The H2O2-mediated generation of cAMP and the CREB activation response to H2O2 increased with oxidant concentration but, with minor exception, were not dependent on whether oxidant was added by bolus or generated by glucose/glucose oxidase. Although reduction of the CREB response by PKA or EGFR inhibition was only significant for the higher oxidant concentrations, a trend was observed with lower concentrations. While it is difficult to accurately predict the physiological significance of these oxidant levels, when put in context with previous findings, these observations suggest that CREB signaling through PKA and EGFR could participate in signaling that affects both oxidant-mediated proliferation and apoptosis.

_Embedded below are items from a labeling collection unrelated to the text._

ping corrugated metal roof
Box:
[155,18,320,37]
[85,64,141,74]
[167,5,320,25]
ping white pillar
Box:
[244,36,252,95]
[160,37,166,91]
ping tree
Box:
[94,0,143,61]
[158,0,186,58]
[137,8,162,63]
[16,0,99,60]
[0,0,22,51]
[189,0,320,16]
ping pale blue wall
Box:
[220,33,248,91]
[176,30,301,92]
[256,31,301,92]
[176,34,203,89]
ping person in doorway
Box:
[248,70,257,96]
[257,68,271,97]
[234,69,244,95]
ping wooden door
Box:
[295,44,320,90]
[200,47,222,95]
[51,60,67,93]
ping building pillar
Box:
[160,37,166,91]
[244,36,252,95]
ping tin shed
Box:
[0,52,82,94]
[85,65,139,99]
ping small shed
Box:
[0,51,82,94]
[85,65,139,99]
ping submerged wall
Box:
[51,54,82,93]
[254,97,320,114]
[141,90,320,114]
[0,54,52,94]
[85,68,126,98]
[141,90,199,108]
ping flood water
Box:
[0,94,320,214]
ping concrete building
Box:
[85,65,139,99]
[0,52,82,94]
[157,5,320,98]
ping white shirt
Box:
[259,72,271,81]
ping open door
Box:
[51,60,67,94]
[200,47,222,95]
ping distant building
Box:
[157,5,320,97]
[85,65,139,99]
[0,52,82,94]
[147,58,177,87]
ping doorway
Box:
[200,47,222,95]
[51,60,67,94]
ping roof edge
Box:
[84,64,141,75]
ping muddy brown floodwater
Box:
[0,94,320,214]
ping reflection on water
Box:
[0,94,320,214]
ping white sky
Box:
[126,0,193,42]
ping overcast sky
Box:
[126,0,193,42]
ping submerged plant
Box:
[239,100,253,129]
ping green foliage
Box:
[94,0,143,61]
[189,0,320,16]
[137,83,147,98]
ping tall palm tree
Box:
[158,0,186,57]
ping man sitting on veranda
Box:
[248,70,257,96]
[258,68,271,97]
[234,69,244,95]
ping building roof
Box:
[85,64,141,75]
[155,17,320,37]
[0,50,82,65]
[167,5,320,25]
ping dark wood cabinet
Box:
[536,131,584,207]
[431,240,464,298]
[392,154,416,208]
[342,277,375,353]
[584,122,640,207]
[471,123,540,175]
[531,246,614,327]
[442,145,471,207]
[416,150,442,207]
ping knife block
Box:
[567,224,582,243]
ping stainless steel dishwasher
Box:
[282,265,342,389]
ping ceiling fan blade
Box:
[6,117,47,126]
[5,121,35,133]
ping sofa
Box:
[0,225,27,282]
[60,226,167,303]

Previously we demonstrated that expression of phosphorylation-incompetent CREB paradoxically increases bcl-2 transcription and reduces apoptosis following bolus H2O2 exposure [6]. Findings here show that siRNA-mediated knockdown of CREB results in a loss of bcl-2 mRNA and an increase in apoptosis in cells responding to an H2O2 generating system. The difference is likely due to the method of CREB inhibition, in that the dominant-negative CREB may have altered chromatin interactions with other transcription factors or caused quenching of the response. Putting these results in context with the findings of others, we propose that CREB activation through PKA signaling serves as a key survival pathway in cells responding to oxidant stress. PKA-and CREB-mediated gene expression may thus be important in regulating oxidant-mediated apoptosis resulting from lung pathologies, and future experiments will explore the importance of these signaling pathways in promoting changes in gene expression following lung epithelial cell injury or oxidant exposure.